Channel Islanders may have also played a part in linking Placentia and Acadia. In the 18th century there were also a large number of settlers from the Channel Islands, at Placentia from which , Jerseyside, a prominent section of the town, derives its name (Wiki).  In a study of the “Anglo-Normans” [Channel Islanders] the author, Frenette, states that: from their base in Newfoundland, the Anglo-Normans moved quickly into the Gulf of St. Lawrence following Canada’s final cession to the English in 1763, taking advantage of their knowledge of French to form alliances with the Acadians.

In my discussion of Ancestry DNA links to Newfoundland I researched the family of William Freeman of Newfoundland. One possible branch of this family, the Freeman family of Placentia, Newfoundland, may be a link between the New England settlers, the Acadians and Newfoundland.

Placentia, Newfoundland was first settled by Basque and French fishermen in the 16th century but in 1711, a British fleet almost annihilated the French at Placentia. In 1713 the French abandoned their Placentia Bay settlements and migrate to LouisbourgCape BretonNova Scotia and Placentia became a British possession. Many of the French fishermen who had to abandon the fisheries in Placentia ended up at the fisheries in Isle Royale, otherwise known as Cape Breton Island (see Wiki).

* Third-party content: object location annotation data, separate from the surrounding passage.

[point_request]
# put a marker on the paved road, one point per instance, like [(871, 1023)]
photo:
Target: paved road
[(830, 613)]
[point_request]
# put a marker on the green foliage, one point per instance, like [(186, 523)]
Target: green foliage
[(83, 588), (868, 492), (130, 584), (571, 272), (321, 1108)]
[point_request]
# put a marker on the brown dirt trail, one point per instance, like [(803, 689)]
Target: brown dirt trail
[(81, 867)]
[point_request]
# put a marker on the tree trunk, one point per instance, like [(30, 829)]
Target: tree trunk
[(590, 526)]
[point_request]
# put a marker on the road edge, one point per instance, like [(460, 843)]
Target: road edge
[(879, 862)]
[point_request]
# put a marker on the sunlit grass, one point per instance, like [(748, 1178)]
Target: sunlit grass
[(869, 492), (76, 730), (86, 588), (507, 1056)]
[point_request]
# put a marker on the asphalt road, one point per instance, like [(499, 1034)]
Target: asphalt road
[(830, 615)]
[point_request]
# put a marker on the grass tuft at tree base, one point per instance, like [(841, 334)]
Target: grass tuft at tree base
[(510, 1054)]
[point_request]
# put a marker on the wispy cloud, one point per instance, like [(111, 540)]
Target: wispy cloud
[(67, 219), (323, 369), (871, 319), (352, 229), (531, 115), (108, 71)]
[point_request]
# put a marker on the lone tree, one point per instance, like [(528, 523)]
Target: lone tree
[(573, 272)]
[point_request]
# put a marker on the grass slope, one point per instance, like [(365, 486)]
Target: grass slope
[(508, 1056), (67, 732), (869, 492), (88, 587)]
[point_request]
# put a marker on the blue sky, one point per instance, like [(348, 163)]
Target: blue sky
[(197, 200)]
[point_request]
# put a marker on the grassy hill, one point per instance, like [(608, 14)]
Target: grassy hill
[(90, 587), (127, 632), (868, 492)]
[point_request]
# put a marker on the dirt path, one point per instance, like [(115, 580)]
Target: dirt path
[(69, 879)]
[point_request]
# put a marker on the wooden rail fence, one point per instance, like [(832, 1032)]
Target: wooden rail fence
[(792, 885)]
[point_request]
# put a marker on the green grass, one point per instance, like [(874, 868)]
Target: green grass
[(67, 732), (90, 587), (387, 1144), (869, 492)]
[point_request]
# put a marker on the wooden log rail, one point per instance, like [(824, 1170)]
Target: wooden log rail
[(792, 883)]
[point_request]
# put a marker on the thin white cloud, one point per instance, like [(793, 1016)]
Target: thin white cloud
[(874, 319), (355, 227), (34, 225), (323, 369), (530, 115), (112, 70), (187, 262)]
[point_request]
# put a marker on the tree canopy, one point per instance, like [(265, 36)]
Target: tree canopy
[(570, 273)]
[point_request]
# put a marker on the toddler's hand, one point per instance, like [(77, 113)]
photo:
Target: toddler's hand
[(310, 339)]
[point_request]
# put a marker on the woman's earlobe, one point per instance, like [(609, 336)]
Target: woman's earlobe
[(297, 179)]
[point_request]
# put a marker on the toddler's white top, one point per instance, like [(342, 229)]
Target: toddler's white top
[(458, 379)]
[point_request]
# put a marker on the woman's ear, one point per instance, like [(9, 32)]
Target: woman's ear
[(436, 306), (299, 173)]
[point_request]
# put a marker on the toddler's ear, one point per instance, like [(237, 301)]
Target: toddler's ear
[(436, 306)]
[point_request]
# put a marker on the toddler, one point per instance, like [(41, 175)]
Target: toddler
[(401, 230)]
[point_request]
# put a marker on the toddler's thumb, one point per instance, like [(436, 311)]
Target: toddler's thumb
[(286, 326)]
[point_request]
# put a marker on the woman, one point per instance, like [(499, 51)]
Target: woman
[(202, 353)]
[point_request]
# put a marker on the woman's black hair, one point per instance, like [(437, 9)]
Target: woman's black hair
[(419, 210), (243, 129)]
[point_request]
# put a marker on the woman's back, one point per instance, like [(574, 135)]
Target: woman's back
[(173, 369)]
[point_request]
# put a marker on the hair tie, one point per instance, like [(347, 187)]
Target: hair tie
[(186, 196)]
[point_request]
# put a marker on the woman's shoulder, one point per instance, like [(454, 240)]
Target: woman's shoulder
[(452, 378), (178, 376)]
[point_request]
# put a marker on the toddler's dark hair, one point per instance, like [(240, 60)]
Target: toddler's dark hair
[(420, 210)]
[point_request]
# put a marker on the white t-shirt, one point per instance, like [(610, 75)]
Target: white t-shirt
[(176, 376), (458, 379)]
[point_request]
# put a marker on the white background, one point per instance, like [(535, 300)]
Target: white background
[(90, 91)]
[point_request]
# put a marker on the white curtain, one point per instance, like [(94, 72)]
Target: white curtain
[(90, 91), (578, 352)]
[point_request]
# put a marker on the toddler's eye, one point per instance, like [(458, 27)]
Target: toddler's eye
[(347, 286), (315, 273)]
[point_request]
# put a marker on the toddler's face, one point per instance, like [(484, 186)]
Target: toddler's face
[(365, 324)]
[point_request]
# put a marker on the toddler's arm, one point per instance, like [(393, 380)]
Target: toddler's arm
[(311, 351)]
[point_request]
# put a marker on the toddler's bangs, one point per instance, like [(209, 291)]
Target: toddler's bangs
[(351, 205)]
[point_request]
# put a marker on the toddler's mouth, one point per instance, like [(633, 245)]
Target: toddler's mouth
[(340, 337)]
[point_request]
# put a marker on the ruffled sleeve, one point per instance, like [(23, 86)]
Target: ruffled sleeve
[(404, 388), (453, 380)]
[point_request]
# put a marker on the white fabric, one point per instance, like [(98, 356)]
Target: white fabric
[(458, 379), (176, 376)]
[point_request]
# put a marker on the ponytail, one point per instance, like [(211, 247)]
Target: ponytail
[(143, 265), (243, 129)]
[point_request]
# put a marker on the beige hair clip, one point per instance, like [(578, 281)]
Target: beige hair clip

In my research on William Freeman (see earlier discussion) I mapped out some key events related to the Freeman name including:

  • 1726 a Nat Freeman; Capt of Pelican from Rhode Is. was at Ferryland, Newfoundland;
  • May 1727 there is a reference to a “Nath. Freeman” in Colonial Office Records (CO 194/ 8) at Placentia (in the same set of records there is a petition from Merchants of Bideford and Barnstaples [UK] trading to Placentia signed by Richard Newel);
  • 1748 Isaac Freeman; Master Boston Privateer at St. John’s
  • 1757 Moses Freeman received a license for Public House at Placentia and was appointed Constable;
  • 1761 Elisha Freeman, moved his family to Liverpool Nova Scotia from Massachusetts;
  • 1762 Edward Freeman and Joseph Newell from Newfoundland travel to Boston (see earlier discussion);
  • 1766 Moses Freeman protested a tax on liquor at Louisbourg, Nova Scotia;
  • 1768 Moses Freeman was recorded as a resident of Louisbourg.